This guest post is courtesy of Pascal Desmarets from Hackolade.
Most database developers will tell you that traditional relational SQL databases are not ideally suited for agile development. They require a schema defined upfront and subsequent (costly) database migrations as the structure changes — all things that don’t fit well within the two-three-week sprint cycles of an agile or Continuous Integration approach.
MongoDB on the other hand is built to free developers from upfront schema specification, even when changes occur. It supports dynamic schemas, which can evolve along with the application, reducing both development effort and expensive migrations, making companies more reactive and agile.
Similarly, IT departments and vendors can no longer impose the illusion of one-size-fits-all tools and approaches to self-managed teams. Developers want, and should get, the freedom to use the tools and features that can let them be the most productive.
New-generation developer productivity tools allow for taking full advantage of agile development and MongoDB: IDE’s (Integrated Development Environments), GUI’s (Graphical User Interfaces), and data modeling software.
Multi-threaded Skills for the Future
Sharing a common development environment is a great way to work faster when you’re on a team. It gets you closer to being able to deploy confidently on demand. Achieving daily or even better, hourly, deployments to production means reducing code inventory – lines of code still log-jammed in the Dev/Test/CI/QA pipeline that are not yet delivering value to customers.
Studio 3T is an IDE that helps teams work better with MongoDB, irrespective of physical location or technical level. Realizing that “one size never fits” for even one user let alone all users, it offers multiple querying options, including a drag-and-drop query builder, an auto-completion Intellishell, an Aggregation Pipeline builder, and in the most recent release, the option to write and run traditional SQL queries against your NoSQL collections. A basic GUI (such as Robo3T) may be sufficient for an individual working on their personal project, but as soon as you have a team of three or more, with different needs, preferences and technical skill levels, and working to commercial deadlines to boot, then having a shared IDE to work in is really indispensable.
Visual Data Modeling for MongoDB Schemas
By the same token, while schemas for small applications may be simple enough that no documentation is necessary, the power and flexibility of JSON makes physical data modeling even more important. It has been demonstrated time and again that data modeling accelerates development, significantly reduces maintenance, increases application quality, and lowers execution risks across the enterprise.

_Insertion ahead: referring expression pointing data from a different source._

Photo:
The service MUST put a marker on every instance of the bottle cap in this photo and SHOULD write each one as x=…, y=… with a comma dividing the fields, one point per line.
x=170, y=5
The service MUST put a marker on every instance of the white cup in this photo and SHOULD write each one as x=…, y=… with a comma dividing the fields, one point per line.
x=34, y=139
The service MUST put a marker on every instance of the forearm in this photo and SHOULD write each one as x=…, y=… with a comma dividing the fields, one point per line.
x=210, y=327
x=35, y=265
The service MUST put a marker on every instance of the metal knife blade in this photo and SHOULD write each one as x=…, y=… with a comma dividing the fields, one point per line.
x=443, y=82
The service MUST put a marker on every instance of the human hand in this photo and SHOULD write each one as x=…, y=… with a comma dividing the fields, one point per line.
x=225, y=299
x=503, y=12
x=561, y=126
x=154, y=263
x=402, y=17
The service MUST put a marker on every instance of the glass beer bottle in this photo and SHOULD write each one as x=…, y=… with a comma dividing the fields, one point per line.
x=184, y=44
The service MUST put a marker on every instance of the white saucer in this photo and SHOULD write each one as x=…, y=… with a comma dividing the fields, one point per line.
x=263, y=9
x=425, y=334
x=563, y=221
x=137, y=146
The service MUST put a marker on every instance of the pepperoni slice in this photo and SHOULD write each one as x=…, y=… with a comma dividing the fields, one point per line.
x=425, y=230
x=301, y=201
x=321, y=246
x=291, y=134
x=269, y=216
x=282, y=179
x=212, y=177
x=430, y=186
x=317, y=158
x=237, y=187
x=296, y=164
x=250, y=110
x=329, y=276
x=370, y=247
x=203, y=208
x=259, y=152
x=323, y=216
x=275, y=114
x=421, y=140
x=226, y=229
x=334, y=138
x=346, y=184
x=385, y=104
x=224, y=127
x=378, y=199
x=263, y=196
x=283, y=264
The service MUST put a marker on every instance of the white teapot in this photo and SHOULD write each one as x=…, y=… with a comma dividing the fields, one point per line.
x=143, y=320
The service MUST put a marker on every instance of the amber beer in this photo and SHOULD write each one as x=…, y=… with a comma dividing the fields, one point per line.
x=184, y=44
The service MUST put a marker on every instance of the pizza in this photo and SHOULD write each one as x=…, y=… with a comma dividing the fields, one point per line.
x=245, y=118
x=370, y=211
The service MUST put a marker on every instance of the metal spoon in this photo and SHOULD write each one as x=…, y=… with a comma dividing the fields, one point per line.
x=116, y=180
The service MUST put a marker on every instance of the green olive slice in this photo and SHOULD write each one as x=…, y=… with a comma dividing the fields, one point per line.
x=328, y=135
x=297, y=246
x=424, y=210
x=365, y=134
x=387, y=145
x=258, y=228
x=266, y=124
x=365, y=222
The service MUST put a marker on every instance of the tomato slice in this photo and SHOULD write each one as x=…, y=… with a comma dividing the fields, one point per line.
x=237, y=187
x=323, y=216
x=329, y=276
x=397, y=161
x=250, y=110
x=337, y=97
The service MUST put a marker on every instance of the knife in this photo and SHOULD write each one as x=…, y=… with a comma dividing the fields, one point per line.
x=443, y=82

A new generation of data modeling tools is available on the market to properly represent physical data models for MongoDB collections and views. Hackolade is the pioneer for data modeling for NoSQL and multi-model databases. It was built from the ground-up to support the polymorphic and evolving structure of JSON documents. It helps the onboarding of NoSQL technology in corporate IT landscapes via a user-friendly visual interface and a more bottom-up, continuously changing, agile approach.
Schema documentation provides the necessary map of the data to guide users through building the queries with Studio 3T.
One Size Fits None
The sign of mature growth in a platform is the richness of associated tooling that emerges over time. While platform vendors such as Microsoft, Oracle and now with MongoDB in their wake, all naturally focus on a unitary enterprise use-case, the availability of quality tools makes the platform many times more flexible to a far wider variety of end users. Like major RDBMS vendors before it, MongoDB has become the clear leader in the NoSQL market, in large part because of a healthy and growing ecosystem.